Yes quite substantial. On firecracker ZFS needs at least 50-60 ms to initialize 
on my machine. Whereas RoFS images takes 1 millisecond - the smallest native 
example takes 5-6 ms to boot including RoFS mount and ~10ms in total to execute 
(10 ms includes that 5-6 ms of boot time). 

Sent from my iPhone

> On Sep 20, 2019, at 15:53, zhiting zhu <[email protected]> wrote:
> 
> Is there any difference on boot time between zfs and rofs? 
> 
>> On Fri, Sep 20, 2019 at 2:45 PM Henrique Fingler <[email protected]> wrote:
>>  I'll check that out.
>> 
>>> Instead of detecting what hypervisor we are dealing with, we should simply 
>>> act accordingly based on what features have been negotiated and agreed
>> 
>>  Yep, you're right. Five minutes after I hit Post I remembered what 
>> "negotiate" means. Whoops.
>> 
>>> Also, I have noticed with my simple patch OSv ends up allocating 256 
>>> buffers on Firecracker
>> 
>>  That's why I was trying to force the size of the recv queue to one. But 
>> this can be done in a smarter way in net::fill_rx_ring() as you said. I'll 
>> hack around and see what comes up.
>>  It also seems that Firecracker has the machinery to implement 
>> VIRTIO_NET_F_MRG_RXBUF, but I don't know how complicated it would be to 
>> finish it. I might check that out in a few weeks when I have some free time.
>> 
>>  Thanks for all the pointers!
>> 
>> 
>>> On Friday, September 20, 2019 at 1:58:42 PM UTC-5, Waldek Kozaczuk wrote:
>>> 
>>> 
>>>> On Friday, September 20, 2019 at 8:56:35 AM UTC-4, Waldek Kozaczuk wrote:
>>>> See my answers below.
>>>> 
>>>>> On Thursday, September 19, 2019 at 11:34:56 PM UTC-4, Henrique Fingler 
>>>>> wrote:
>>>>>  I agree that this is mostly a thing that should be done on Firecracker. 

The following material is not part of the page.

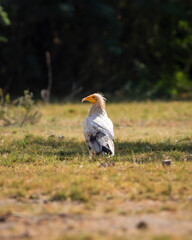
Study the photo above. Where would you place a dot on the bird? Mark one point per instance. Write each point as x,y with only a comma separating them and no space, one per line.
98,128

>>>>> For now, if there's a way to detect the hypervisor we can switch that. 
>>>>> Personally I'm only using Firecracker so I'll leave this in.
>>>> Instead of detecting what hypervisor we are dealing with, we should simply 
>>>> act accordingly based on what features have been negotiated and agreed 
>>>> between OSv (driver) and hypervisor (device). We should simply follow the 
>>>> VirtIo spec as it says here:
>>>> "5.1.6.3.1 Driver Requirements: Setting Up Receive Buffers
>>>> If VIRTIO_NET_F_MRG_RXBUF is not negotiated:
>>>> If VIRTIO_NET_F_GUEST_TSO4, VIRTIO_NET_F_GUEST_TSO6 or 
>>>> VIRTIO_NET_F_GUEST_UFO are negotiated, the driver SHOULD populate the 
>>>> receive queue(s) with buffers of at least 65562 bytes.
>>>> Otherwise, the driver SHOULD populate the receive queue(s) with buffers of 
>>>> at least 1526 bytes.
>>>> If VIRTIO_NET_F_MRG_RXBUF is negotiated, each buffer MUST be at greater 
>>>> than the size of the struct virtio_net_hdr."
>>>> Something similar to what Linux does here - 
>>>> https://github.com/torvalds/linux/blob/0445971000375859008414f87e7c72fa0d809cf8/drivers/net/virtio_net.c#L3075-L3080.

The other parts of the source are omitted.